Ian Robertson: Der Brite in Bayern
Wegen seiner kühlen blauen Augen mag Ian Robertson im ersten Moment distanziert und unnahbar wirken. Doch im persönlichen Gespräch mit dem Marketingvorstand der BMW AG kommt schnell der feinsinnige Humor durch, für den die Briten weltweit bekannt sind. Auf die Frage, ob er einen Facebook-Account besitze, antwortet Robertson, die nächste Frage vorwegnehmend, gleichzeitig nichts- und vielsagend: "Nein – aus all den Gründen, die Sie vermuten."
Der im walisischen Oswestry, Shropshire, geborene Brite hat am Dienstag in der Doppelhelix der BMW Welt in der bayerischen Landeshauptstadt München eine Tochtermarke aus der Taufe gehoben, die mehr ist als einfach nur eine neue Produktreihe.
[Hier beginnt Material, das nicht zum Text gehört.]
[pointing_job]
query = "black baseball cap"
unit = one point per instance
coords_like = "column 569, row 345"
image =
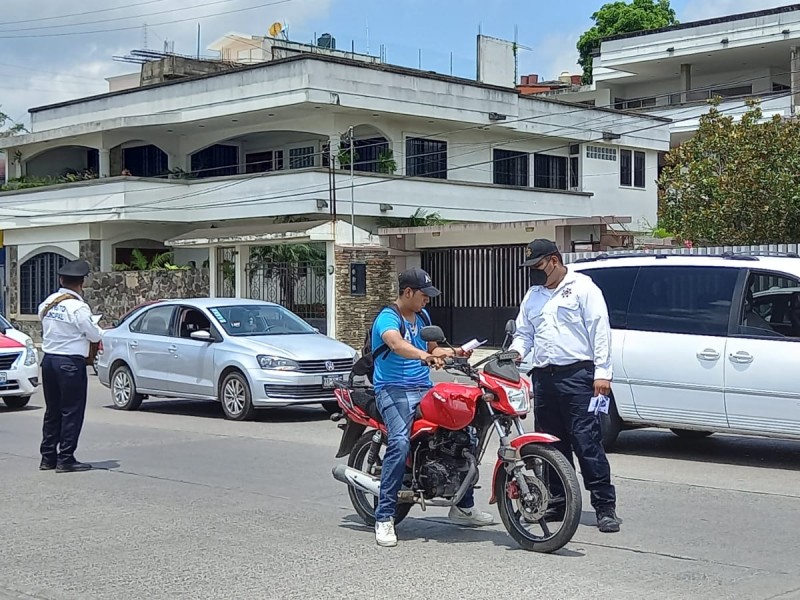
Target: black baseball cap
column 537, row 250
column 74, row 268
column 417, row 279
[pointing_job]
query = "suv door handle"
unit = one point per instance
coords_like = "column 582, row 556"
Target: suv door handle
column 741, row 357
column 708, row 354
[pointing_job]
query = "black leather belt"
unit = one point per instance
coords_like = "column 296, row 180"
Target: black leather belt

BMW i markiert einerseits den Übergang vom 125 Jahre alten Verbrennungsmotor zum elektrischen Antrieb. Andererseits kennzeichnet BMW i auch den Wandel im Denken und Verhalten des Konsumenten.
Gerade für junge Menschen wird es immer unwichtiger, ein Auto selbst zu besitzen. Der 52-jährige Robertson weiß das aus eigener Erfahrung. Seine beiden Kinder sind 19 und 22 Jahre alt. Als Robertson 17 Jahre alt war, galt der eigene Wagen noch als Statussymbol. Damals kaufte er sich sein erstes Auto, "einen Singer, eine smartere Version des Hillman Imp, Baujahr 1965 mit 89 000 Meilen auf dem Tacho", erzählt er genießerisch, bevor der Marketingprofi in ihm durchkommt: "Ich habe das Fahrzeug von Grund auf restauriert und es ein Jahr später zum doppelten Preis weiterverkauft."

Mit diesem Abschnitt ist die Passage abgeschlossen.